Creativity! – Are you Creative? Can
you learn to be creative or is it something you are born with?
Creativity is a process of developing and expressing novel ideas
that are likely to be useful.
Or
Creativity is defined as the tendency to generate or recognize
ideas, alternatives, or possibilities that may be useful in solving
problems, communicating with others, and entertaining ourselves and
others.
Therefore creativity is a process that anyone can improve on. Defining
that process and improving on it is what we need to do to increase our
creativity. Moreover, the purpose or goal of the creative process is
the solving of a particular problem or the satisfying of a specific
need, so if we keep this in mind, our process will have better results.
In order to be creative, you need to be able to view things in new
ways or from a different perspective. Creativity involves convergent
as well as divergent thinking. The creative process begins with divergent
thinking—a breaking away from familiar or established ways of
seeing and doing that produces novel ideas. Convergent thinking occurs
in the later stages of the process. As the original ideas generated
by the divergent thinking are communicated to others, they are evaluated
to determine which ideas are genuinely novel and worth pursuing.
Again, creativity is a process you employ to improve your problem
solving. So you’re not done until your creative efforts have produced
a product, service, or process that answers the original need or solves
the problem you identified at the outset.
Creativity is a widely misunderstood subject. Do you have any of the
following misconceptions about creativity? Doing away with them will
improve your creative potential
Misconception #1: Intelligent people are more creative.
This is wrong as intelligence correlates with creativity only up to
a point. Once you have enough intelligence to do your job, the relationship
no longer holds.
Misconception #2: Young people are more creative
than the old. In the business world, the necessary creativity can be
found in an adult of any age. At the same time, however, expertise can
at times inhibit creativity: experts sometimes find it difficult to
see or think outside established patterns.
Misconception #3: Creativity is reserved for the
few—the flamboyant, high rollers. The willingness to take calculated
risks and the ability to think in untraditional ways do play a role
in creativity. But that doesn’t mean you have to be on the wild
side, or take the midnight jet to Vegas for a quick 24 hours in order
to be creative.

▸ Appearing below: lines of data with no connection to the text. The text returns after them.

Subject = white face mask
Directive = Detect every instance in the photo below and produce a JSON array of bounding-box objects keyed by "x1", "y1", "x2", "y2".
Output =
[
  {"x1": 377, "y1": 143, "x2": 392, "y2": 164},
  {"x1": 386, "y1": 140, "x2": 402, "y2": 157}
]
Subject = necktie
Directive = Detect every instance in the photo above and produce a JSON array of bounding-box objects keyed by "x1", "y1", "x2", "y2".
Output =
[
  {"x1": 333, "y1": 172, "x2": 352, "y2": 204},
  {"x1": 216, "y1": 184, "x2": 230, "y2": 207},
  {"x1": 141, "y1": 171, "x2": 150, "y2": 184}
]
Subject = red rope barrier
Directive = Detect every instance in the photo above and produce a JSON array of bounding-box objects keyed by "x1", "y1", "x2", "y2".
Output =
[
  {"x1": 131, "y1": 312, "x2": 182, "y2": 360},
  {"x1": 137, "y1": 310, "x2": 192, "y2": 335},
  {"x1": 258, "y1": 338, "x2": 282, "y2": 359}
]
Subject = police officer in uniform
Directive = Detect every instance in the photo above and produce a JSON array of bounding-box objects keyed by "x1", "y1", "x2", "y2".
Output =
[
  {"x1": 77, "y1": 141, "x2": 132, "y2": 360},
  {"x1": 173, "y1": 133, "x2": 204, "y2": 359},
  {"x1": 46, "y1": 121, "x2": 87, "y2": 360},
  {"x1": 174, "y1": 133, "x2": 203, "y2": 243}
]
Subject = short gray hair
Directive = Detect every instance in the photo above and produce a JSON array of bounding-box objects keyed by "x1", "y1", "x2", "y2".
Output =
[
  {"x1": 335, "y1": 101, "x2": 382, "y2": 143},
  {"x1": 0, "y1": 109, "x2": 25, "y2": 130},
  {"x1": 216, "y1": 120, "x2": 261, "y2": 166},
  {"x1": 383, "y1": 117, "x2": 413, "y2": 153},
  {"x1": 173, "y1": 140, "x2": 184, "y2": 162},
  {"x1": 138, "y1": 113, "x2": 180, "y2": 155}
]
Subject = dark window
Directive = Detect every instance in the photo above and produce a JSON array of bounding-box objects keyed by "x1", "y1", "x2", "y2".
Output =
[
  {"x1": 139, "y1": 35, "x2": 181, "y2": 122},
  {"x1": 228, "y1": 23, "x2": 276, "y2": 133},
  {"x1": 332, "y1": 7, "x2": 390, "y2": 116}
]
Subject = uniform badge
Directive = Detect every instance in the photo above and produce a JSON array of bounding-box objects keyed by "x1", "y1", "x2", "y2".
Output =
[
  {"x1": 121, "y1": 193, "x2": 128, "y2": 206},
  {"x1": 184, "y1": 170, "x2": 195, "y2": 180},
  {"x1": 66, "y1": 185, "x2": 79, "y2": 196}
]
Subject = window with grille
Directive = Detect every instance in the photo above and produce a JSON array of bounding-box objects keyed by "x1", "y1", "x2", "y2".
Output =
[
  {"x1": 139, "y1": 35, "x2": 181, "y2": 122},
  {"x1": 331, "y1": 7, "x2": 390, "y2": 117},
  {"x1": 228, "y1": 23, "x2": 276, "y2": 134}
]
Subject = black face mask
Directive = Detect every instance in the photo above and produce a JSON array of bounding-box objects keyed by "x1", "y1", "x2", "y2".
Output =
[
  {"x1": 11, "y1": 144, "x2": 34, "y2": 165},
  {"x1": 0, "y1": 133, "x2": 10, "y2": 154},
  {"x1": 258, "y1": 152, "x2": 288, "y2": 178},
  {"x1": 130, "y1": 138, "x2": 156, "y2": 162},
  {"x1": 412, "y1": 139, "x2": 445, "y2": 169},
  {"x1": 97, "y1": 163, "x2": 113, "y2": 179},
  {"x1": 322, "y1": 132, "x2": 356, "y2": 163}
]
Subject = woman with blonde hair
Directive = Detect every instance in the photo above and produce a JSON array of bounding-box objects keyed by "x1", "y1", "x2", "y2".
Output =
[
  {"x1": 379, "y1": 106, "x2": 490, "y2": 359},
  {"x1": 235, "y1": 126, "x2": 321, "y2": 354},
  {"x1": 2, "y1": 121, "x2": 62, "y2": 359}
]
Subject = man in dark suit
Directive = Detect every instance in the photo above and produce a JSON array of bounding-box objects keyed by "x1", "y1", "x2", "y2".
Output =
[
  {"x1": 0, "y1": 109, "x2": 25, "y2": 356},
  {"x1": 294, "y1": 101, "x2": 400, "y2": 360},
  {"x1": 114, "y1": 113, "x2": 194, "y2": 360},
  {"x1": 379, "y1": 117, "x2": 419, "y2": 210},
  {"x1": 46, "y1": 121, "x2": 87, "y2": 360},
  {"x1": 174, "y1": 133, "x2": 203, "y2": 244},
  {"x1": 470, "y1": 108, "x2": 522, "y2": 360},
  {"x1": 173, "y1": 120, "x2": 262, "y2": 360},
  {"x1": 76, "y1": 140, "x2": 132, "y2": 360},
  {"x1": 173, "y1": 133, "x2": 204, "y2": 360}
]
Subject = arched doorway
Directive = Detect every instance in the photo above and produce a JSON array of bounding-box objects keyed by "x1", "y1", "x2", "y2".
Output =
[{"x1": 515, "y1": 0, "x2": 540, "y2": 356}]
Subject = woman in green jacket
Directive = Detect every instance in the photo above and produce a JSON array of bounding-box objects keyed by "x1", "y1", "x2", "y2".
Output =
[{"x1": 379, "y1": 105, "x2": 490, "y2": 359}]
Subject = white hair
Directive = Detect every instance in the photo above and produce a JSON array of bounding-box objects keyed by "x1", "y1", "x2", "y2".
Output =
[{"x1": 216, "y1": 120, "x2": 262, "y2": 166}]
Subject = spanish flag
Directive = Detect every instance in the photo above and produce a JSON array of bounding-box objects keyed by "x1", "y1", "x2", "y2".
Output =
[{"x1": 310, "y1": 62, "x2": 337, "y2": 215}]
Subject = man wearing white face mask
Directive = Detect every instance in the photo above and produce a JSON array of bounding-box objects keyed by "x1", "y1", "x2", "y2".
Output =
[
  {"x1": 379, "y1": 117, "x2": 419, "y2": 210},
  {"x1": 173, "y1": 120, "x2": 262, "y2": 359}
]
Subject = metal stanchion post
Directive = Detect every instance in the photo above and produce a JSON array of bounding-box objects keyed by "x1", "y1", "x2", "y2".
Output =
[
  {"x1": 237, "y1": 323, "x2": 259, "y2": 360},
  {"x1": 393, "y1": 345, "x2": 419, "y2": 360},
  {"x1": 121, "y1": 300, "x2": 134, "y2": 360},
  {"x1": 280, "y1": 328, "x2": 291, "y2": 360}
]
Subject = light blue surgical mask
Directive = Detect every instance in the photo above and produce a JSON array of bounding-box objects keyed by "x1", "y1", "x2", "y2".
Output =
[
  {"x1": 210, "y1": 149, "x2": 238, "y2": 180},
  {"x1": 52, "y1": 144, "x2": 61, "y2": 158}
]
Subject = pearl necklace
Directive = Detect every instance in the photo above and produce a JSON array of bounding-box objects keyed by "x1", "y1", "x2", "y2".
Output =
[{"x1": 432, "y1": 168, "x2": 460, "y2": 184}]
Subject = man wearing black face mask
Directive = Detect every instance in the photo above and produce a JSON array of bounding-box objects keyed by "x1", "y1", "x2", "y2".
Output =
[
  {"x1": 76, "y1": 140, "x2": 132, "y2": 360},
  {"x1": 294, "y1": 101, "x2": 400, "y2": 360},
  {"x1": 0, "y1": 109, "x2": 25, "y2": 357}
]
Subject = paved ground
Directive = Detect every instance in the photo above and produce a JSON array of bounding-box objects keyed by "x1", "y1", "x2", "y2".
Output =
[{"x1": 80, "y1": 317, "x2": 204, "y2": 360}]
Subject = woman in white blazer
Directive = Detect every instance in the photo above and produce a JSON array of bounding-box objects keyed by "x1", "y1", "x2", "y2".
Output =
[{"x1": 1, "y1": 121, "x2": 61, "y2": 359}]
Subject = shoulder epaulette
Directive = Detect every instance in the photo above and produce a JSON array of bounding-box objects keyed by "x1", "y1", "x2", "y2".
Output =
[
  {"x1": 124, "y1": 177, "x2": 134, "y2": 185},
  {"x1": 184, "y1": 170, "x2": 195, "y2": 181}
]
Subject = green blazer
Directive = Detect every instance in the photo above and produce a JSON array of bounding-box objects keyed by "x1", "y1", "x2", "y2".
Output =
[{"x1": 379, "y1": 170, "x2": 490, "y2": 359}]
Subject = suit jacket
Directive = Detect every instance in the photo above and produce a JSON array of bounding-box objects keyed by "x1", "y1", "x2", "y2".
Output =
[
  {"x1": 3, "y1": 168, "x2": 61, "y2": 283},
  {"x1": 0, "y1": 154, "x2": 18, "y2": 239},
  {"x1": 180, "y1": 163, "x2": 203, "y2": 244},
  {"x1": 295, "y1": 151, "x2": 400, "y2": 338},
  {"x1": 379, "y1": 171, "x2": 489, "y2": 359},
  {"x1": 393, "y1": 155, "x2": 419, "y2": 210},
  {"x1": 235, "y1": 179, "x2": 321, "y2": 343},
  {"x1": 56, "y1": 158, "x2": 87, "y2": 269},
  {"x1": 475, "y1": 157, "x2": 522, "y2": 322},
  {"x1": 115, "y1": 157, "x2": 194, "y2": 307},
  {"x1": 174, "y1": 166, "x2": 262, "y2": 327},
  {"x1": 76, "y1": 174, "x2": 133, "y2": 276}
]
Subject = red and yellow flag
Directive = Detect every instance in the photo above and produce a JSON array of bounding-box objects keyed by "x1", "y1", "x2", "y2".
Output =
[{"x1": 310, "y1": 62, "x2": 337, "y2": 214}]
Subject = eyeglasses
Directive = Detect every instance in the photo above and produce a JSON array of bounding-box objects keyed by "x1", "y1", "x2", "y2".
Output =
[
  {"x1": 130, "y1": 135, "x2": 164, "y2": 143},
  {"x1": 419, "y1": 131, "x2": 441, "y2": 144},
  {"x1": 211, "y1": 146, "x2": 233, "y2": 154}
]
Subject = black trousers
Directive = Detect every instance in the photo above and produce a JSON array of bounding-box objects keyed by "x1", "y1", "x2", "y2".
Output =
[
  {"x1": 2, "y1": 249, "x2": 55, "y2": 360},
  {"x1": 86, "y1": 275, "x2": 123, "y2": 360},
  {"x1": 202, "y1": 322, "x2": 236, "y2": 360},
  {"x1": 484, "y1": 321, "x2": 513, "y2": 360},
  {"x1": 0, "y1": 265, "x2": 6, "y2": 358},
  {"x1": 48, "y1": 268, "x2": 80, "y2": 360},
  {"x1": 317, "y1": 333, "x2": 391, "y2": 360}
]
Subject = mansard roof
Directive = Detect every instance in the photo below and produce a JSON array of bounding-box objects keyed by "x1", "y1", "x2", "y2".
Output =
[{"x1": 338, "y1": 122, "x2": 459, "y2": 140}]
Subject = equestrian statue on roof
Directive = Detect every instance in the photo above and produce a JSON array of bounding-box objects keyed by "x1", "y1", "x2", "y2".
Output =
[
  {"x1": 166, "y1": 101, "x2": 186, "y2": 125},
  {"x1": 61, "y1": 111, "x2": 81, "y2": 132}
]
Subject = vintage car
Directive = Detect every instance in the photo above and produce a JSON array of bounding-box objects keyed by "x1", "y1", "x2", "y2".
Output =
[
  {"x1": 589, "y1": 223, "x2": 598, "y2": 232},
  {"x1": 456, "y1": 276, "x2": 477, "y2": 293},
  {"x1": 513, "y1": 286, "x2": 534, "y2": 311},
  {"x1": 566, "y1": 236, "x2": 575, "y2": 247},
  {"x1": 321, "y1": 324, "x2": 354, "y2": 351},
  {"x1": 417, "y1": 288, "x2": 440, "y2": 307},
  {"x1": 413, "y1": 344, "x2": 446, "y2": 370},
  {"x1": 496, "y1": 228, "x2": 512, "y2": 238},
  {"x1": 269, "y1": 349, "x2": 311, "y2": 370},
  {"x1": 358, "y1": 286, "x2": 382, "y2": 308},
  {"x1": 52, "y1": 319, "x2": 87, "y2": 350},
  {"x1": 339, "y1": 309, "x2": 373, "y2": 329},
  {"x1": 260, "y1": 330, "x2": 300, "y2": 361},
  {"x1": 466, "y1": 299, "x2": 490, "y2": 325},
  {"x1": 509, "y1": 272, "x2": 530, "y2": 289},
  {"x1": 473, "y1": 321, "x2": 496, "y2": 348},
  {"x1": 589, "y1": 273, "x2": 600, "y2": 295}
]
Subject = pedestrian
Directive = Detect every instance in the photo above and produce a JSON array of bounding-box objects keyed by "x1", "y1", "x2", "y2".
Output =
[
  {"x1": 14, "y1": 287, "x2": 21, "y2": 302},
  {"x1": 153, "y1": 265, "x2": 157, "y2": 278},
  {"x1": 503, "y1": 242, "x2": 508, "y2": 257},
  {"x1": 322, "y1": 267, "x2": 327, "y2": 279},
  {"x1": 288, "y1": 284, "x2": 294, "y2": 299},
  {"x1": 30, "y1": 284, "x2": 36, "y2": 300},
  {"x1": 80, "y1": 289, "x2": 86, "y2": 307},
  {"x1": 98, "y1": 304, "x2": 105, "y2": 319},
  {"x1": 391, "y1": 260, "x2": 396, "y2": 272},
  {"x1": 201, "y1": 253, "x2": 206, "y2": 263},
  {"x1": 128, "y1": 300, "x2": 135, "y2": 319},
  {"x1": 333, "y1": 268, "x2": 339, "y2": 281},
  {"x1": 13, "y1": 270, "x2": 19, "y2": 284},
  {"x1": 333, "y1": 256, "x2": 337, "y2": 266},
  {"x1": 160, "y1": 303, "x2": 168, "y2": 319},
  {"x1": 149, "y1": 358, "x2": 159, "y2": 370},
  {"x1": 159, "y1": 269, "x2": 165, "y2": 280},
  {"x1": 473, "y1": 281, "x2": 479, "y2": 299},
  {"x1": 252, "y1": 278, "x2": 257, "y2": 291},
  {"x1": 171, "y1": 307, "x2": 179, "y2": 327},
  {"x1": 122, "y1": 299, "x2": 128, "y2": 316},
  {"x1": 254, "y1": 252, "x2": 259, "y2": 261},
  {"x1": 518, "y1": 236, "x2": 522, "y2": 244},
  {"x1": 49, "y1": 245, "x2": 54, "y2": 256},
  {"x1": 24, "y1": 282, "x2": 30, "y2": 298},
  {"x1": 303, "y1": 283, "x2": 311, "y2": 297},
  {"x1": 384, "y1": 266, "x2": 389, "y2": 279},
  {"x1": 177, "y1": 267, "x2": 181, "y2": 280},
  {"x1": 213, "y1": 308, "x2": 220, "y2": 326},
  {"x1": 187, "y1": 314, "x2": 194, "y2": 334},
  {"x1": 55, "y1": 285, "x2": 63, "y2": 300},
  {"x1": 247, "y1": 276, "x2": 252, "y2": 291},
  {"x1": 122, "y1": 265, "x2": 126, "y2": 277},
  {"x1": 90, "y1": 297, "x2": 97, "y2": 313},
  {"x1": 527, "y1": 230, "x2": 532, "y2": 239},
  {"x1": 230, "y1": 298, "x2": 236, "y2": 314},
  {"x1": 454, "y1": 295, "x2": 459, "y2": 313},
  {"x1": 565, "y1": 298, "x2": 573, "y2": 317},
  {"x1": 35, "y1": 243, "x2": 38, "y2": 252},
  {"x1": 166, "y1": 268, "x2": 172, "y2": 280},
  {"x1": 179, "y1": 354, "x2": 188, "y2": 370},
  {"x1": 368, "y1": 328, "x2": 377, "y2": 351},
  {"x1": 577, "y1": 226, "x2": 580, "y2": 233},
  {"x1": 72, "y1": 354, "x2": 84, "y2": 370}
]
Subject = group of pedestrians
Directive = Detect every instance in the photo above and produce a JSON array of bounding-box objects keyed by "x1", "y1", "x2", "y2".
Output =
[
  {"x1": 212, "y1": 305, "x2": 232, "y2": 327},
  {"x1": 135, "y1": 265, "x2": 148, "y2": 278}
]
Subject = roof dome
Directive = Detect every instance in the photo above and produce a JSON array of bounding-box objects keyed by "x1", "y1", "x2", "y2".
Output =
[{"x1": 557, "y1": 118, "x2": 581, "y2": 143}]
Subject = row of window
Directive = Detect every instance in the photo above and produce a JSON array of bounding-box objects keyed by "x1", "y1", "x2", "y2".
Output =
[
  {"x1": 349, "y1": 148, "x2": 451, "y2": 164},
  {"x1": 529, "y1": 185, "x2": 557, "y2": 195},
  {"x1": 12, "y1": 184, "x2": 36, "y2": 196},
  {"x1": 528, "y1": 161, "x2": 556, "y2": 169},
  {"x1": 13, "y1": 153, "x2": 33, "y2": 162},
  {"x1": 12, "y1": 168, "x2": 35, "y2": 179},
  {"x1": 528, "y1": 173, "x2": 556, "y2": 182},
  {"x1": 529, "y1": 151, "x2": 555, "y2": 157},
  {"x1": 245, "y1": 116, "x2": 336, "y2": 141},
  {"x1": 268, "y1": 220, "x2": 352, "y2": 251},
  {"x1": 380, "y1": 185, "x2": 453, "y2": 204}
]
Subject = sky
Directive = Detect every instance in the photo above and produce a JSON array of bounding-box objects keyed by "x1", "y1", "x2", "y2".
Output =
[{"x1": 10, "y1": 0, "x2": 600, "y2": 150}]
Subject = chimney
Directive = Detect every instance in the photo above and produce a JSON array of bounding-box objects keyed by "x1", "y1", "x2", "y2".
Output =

It doesn’t mean that you have to be markedly different
from everyone else.
Contrary to popular conception, writes Peter Drucker, most innovators
"in real life are unromantic figures, and much more likely to spend
hours on a cash-flow projection than to dash off looking for 'risks.'"
On rare occasions, those innovations will be visionary leaps forward
that revolutionize an industry. But more often they will be small improvements
that advance the organizational cause.
Misconception #4: The creative act is something you
do alone. Actually many of the world’s most important inventions
resulted not from the work of one lone genius, but from the a group
of people working together.
So to improve our Creativity there are a few areas we can work on.
Number one is curiosity. Don’t hold back. Ask questions, wonder
why, look outside the box and the everyday things you see all the time
– not only in your work, but in other things around you.
Challenge yourself, and others to do things differently and that will
make you see things differently. Take a different way to work. Eat at
new restaurants. Talk to new people. Talk about things you don’t
know anything about.
Don’t be satisfied with the way things are. Shake things up!
Don’t settle. Provide a little constructive criticism, or even
constructive discontent. Open the door to new ideas.
And finally look for opportunity. The silver lining in the cloud is
only found by examining the cloud in detail, not simply accepting it
as a rainy day. Look for ways to do better, faster, smarter, and ask
others to help you find better ways.